Bearcat
Bearcat is hypnotic and kinetic on new EP SPELL
As co-founder, DJ and curator at Seltzer, one of Philly’s premiere queer dance parties, Bearcat as producer tends to find their sound in the heart of eclecticism.
Bearcat’s newest EP SPELL sparkles with an energy that feels both sinister and kinetic, oftentimes in the same song. Sounds move and flow through this work with a ghost-like creep, evoking the dreamier, gothier moments of England record label Nite Grooves, where artists like Kingdom were laying dark sounds and trippy soundscapes over club beats. On SPELL’s openener “Sight” and follow up “Conjurer”, Bearcat takes thing down, like, five notches, the beat never reaching the wild electro-vogue-disco of say Kingdom’s “Stalker Ha” or the beastial, robotic faux trap of Girl Unit’s “Wut.”

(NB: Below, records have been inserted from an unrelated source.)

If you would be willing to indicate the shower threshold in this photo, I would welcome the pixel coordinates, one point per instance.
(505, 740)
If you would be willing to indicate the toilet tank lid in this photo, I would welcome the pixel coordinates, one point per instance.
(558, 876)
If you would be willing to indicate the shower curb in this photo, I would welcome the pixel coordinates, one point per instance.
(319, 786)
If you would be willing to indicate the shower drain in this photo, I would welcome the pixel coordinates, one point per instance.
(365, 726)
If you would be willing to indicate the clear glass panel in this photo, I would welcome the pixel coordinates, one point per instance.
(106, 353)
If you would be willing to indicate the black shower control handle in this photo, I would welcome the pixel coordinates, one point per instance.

The songs here are meditative bits of electronic dirge, as hypnotic as they are unnerving. On “Conjurer,” a rolling, distorted bassline pulses underneath chimes and Blade Runner-esque synth lines, only to be stabbed through with piercing samples of ethereal screams. For SPELL, even when the beat crosses into manic territory, like on “Bells”, there’s still a darker undercurrent, as each witchy sound criss-crosses into various screeches, blips and, well, bells. The effect is a “Exorcist theme song on speed” that seeks to entrance but mostly dizzies.

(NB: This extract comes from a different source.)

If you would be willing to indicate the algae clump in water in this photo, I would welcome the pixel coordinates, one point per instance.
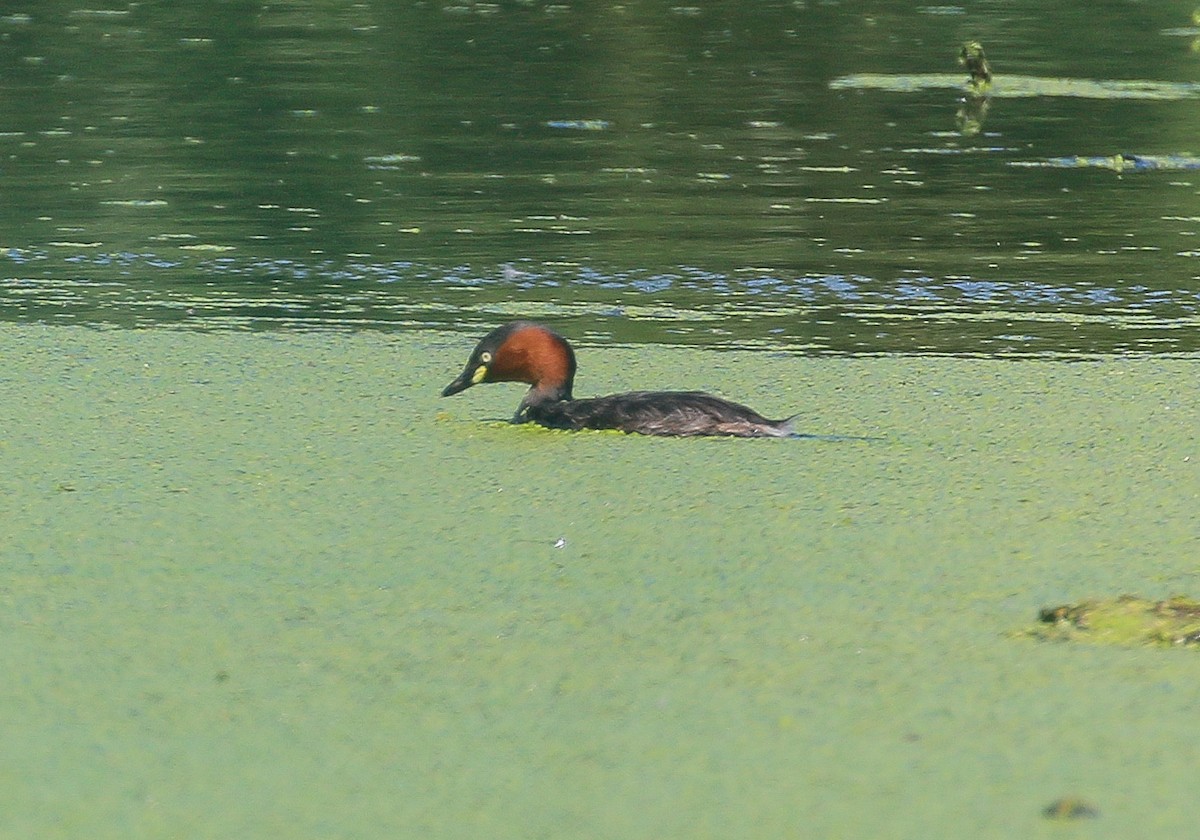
(1127, 619)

London-born and Philly-residing, Bearcat’s sound is a welcome amalgamation of London’s darkest, grimiest beats and Philly’s wild eclecticism– an electronic punk rock that has spawned acts like DJ Haram and Moor Mother’s collab 700 Bliss and young upstarts in bands like Ghosh.

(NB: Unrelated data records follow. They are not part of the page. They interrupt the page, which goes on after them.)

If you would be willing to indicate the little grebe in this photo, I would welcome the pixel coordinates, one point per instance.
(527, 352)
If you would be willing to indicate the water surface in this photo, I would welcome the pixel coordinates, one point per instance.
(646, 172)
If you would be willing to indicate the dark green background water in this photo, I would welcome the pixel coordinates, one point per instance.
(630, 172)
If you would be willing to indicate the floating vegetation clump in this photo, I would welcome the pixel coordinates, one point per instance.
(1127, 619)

Immediately following “Bells” is the drum-smashing jungle chaos of the Sean Paul sampled “Bluebearpaul.” It’s two and a half minutes of manic drums, distorted cymbal crashes and meandering vocal samples that give way to beautiful synth pads. It’s the kind of song that needs to be heard on an impossibly loud sound system, in a sweaty club basement, the kind of track that makes you curse COVID and our nation’s response to it for not letting this happen. The song feels like a reward for making it through the darker, murkier moments on this EP. As moody and varied as this record is, it’s also brief. With just four songs, its sonic beauty and industrial approach to sound-scaping will leave you thirsting for more.